Boeing’s warning it may stop production of the B-737 Max is fascinating. Thus far the company has “burnt” some $1 bln plus in unsold plane costs. That’s the cost of building a plane, parking it on the apron, and not getting paid for it. That number is growing as each month it adds another 42 unsold but costly to build lumps of metal to the parking lot. The CEO says he “can’t foot the extra expenses indefinitely”. No S**t Sherlock. There is still no clear timeline to get the plane back in the air – assuming anyone will still want to fly it.
Boeing results yesterday were… “interesting” – confirming the new B777x is going to be delayed – which is exactly what we expected: the company has been forced to totally rethink branding completely new aircraft as “upgrades” to aid sales and cut regulatory costs. It’s a spectacular backfire – yet Boeing stock is only down some 14% since the second Max crash. I still think it could get worse as the market understands what a long-term technical and reputational hole the company has dug itself into. Fubar describes it nicely.
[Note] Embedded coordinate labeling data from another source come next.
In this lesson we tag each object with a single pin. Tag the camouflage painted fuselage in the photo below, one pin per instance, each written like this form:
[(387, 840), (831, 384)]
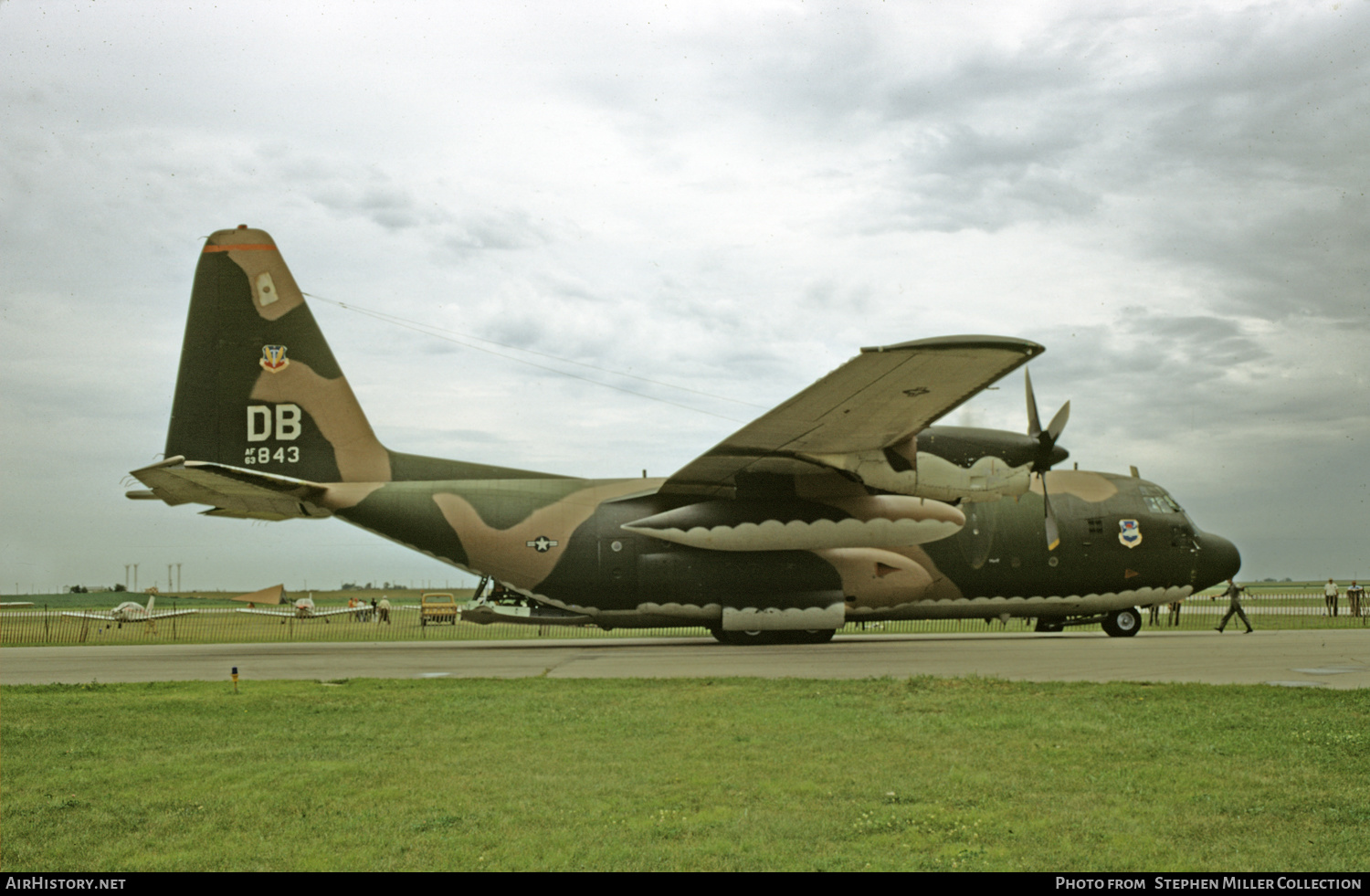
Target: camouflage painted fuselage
[(564, 543), (838, 504)]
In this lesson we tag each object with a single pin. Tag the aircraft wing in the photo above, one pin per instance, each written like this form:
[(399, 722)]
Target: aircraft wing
[(315, 614), (876, 400), (230, 490)]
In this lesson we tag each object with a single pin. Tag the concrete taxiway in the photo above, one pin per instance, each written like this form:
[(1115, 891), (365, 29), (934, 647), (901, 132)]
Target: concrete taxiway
[(1292, 658)]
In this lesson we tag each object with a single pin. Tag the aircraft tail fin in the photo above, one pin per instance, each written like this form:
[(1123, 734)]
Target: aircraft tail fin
[(258, 385)]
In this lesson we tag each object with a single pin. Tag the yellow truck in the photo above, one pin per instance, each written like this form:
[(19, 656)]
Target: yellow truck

Back in Yoorp, Germany’s auto-industrial sector is not a happy place. They are still struggling with the legacy of falsified emission tests, and now its slumping China demand and the possibility their biggest external European market, the UK, will be closed to them. How bleak is the future for conventional Autos?
Which brings us to you know who… The best argument for buying Telsa is that they are clearly the leader in Electric Vehicles. Supporters of Tesla point to the fact it is now building more cars than ever, the smokestack petrol obsolescence of the leading car makers (including the German superbrands), and that none of them are catching Tesla. It is top of many car buying league tables in the US – best selling premium car! Should I be worried the demand charts all seem to be flat at the top of their respective S-Curves? Of course not – so I am told.
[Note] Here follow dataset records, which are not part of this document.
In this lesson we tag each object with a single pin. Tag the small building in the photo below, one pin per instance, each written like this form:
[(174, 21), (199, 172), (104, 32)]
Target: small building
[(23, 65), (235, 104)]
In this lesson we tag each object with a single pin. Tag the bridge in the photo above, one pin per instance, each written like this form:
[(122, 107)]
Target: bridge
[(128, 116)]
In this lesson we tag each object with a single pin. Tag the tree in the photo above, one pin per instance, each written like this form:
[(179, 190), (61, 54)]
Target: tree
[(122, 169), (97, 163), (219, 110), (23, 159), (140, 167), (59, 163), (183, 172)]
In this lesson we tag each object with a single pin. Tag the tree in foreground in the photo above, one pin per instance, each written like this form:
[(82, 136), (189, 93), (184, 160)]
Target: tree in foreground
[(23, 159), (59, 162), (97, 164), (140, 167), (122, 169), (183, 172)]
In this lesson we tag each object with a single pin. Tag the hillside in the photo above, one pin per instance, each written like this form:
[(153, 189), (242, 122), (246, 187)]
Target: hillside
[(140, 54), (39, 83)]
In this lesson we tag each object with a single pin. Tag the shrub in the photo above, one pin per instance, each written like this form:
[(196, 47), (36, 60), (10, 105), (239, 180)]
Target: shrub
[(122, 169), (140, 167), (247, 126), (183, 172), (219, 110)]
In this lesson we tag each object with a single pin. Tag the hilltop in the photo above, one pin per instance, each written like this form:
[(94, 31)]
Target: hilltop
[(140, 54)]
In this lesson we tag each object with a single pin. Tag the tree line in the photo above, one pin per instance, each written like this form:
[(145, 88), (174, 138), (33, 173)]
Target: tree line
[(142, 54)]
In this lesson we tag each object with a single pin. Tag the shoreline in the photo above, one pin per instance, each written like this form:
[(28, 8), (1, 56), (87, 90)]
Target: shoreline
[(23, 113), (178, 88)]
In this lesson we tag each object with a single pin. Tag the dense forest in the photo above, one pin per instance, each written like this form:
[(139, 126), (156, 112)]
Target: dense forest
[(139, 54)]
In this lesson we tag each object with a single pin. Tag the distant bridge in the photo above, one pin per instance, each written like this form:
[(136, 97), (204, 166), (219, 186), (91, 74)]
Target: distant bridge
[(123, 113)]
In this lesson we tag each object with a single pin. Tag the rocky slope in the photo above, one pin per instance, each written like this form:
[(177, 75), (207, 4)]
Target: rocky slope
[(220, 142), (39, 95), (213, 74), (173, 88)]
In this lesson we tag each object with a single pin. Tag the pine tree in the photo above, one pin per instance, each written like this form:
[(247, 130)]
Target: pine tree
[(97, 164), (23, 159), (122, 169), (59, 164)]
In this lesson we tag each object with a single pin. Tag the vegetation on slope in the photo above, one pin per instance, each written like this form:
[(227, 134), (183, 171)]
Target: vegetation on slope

Tesla delivered nearly 100,000 cars in Q2, but it’s posted another set of poor results and a $400mm loss. Cutting the price and margin, and the lease cost on the Model 3 shifted cars. I’m told it doesn’t matter – its selling cars and will get to 400k cars per annum! Are you sure cutting margins and losing money doesn’t matter? It’s producing more of its cheaper, lower margin models, and it just got rid of the co-founder JB Straubel. It’s still struggling to build cars – production lines are still in tents at its Fremont factory – although it should open a new Shanghai plant by year end.
I’m told these production, margin and distribution problems are just growing pains, and Tesla’s Model 3 (because the S and the X are now very long toothed) is the future – a car the world and America wants. Once Tesla get’s production sorted, then it’s a screaming buy? If its selling lots of cars, and can charge premium prices for them.. Why not?
But what if it is not? My big doubt about Tesla is competition. It’s still in competition with conventional car makers. While stock market minnow Ford might make petrol-punk pick-ups and SUVs, it makes money. Tesla is also in competition for Electric vehicles – back in May, Tesla sold 1000 of its Model X in the US. Audi sold 856 of its more expensive e-Tron SUV. Even the Jag I-Pace (which I’ve driven) sold over 200. (And sure, the X is a very old car, but the e-Tron barely beats it.) Even the new Porsche SUV E-car the Taycan EV can’t beat the old Tesla S on speed – and its nearly twice the price!
How much longer can Tesla stay ahead of the opposition? Other car makers are not blind to the changing opportunity. Can Tesla stay ahead long enough for it to become a real, profitable car maker, and then deliver all the other distractions Musk focuses on? I am not utterly convinced.. but prepared to listen to the arguments. Tesla stock took a pounding last night on the losses..
Another problem facing the German car makers is logistics. Years and years ago I was exploring the Bloomberg and discovered it has the depth of the River Rhine somewhere in its base info. That’s a critical measure in Germany – as the Rhine gets lower because the extraordinary summer heat, the amount of “stuff” Germany ships around on it gets trapped. Great story on BBerg – well worth a read. Basically, its not just heat from Africa we should be worried about, but disappearing glaciers mean Europe’s major rivers are drying up. Last week I read the permafrost that holds the Alps together is melting, and iconic mountains like the Matterhorn are collapsing and becoming too dangerous to climb.